Independent grounding for high-risk clicks (#181)

The executor brain (Holo3) sometimes clicks visually salient but wrong targets — most often a listing photo instead of the adjacent title text. Same-model grounding inherits the same visual bias and the grounding cache introduced for #117 can pin a stale wrong coordinate across pages.

This page documents the policy that decides when a click step bypasses the cache and forces a fresh independent grounding call.

When to enable

Turn on for layouts where the executor's photo-vs-text bias has cost extractions: listing card grids, contact buttons next to avatars, links adjacent to large hero images, destructive controls, pagination.

Don't turn it on globally — every high-risk click trades the cache hit (~$0.005 + ~5–10s latency saved) for a fresh Claude call.
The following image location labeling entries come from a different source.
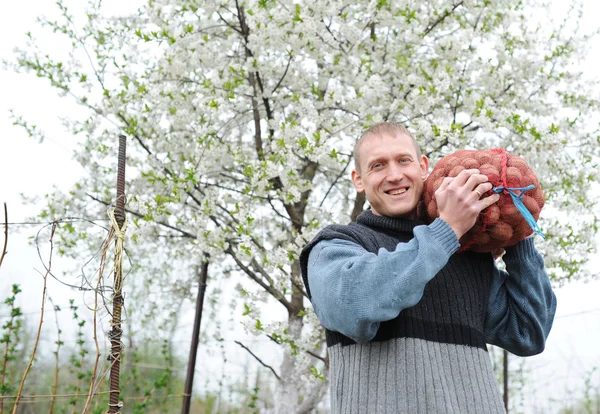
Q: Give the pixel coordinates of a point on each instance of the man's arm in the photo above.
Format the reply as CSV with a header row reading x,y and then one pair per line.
x,y
354,290
522,305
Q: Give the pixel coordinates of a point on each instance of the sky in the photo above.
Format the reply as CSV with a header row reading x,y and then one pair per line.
x,y
26,166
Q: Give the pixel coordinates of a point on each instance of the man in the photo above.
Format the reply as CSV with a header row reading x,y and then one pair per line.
x,y
407,318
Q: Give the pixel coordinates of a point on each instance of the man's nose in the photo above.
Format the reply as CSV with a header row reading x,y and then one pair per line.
x,y
394,173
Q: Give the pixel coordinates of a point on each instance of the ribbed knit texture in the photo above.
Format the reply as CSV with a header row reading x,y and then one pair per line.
x,y
432,358
407,375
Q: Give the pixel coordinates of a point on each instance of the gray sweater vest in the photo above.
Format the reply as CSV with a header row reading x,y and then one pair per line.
x,y
431,358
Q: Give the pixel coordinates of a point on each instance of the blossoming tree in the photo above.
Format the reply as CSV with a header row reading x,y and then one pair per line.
x,y
242,115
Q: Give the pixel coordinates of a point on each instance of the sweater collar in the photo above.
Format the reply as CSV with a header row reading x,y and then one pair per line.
x,y
397,225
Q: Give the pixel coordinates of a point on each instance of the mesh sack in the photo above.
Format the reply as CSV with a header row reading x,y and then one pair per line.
x,y
501,224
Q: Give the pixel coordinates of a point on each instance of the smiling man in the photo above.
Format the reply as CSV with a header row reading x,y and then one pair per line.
x,y
407,318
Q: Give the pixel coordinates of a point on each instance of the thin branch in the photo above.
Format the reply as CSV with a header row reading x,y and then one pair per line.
x,y
258,359
284,74
5,234
335,181
100,273
359,203
312,354
442,18
270,289
39,331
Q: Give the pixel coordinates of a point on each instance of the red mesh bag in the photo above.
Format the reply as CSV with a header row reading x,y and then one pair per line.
x,y
501,224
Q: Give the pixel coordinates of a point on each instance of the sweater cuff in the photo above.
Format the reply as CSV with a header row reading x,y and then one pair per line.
x,y
445,235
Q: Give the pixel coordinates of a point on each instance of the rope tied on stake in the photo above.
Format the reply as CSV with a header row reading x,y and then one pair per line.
x,y
115,333
119,234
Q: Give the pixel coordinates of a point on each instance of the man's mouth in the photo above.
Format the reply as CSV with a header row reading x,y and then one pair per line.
x,y
397,191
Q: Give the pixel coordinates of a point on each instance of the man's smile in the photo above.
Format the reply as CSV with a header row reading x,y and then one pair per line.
x,y
397,191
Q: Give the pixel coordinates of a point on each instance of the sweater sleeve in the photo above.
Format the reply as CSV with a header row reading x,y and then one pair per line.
x,y
353,290
522,304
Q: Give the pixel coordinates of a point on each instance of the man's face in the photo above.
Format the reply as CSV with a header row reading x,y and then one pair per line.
x,y
391,175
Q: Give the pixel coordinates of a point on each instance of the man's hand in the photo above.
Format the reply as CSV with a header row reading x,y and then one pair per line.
x,y
459,199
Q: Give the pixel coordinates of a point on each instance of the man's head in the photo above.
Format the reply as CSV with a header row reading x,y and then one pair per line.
x,y
390,169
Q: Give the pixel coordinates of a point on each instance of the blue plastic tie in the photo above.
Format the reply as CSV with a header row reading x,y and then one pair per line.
x,y
518,200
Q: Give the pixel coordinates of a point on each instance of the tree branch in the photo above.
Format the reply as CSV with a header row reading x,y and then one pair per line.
x,y
441,19
270,289
258,359
5,234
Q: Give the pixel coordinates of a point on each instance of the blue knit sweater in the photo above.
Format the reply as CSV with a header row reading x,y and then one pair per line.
x,y
353,290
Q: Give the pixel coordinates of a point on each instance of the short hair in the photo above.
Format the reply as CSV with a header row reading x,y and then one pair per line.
x,y
383,128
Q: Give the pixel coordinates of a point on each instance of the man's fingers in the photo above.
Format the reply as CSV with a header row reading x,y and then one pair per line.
x,y
463,176
445,183
489,200
481,189
475,180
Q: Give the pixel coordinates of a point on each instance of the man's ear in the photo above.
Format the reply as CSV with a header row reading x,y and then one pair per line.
x,y
424,164
357,181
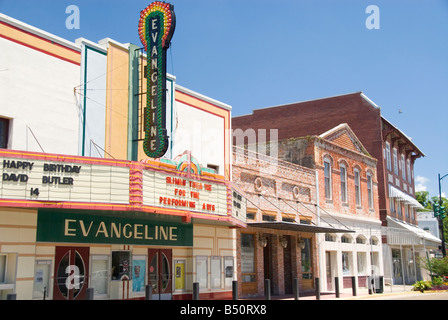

Use it where the failure mode actually shows up.

Two opt-in surfaces

1. Per-step hint (one step)

{
  "intent": "Click the title under the first listing photo",
  "type": "click",
  "section": "extraction",
  "hints": {
    "layout": "listings",
    "independent_grounding": true     // ← forces a fresh grounding call
  }
}

Use when one step in an otherwise routine plan is high-risk (e.g. a single contact reveal).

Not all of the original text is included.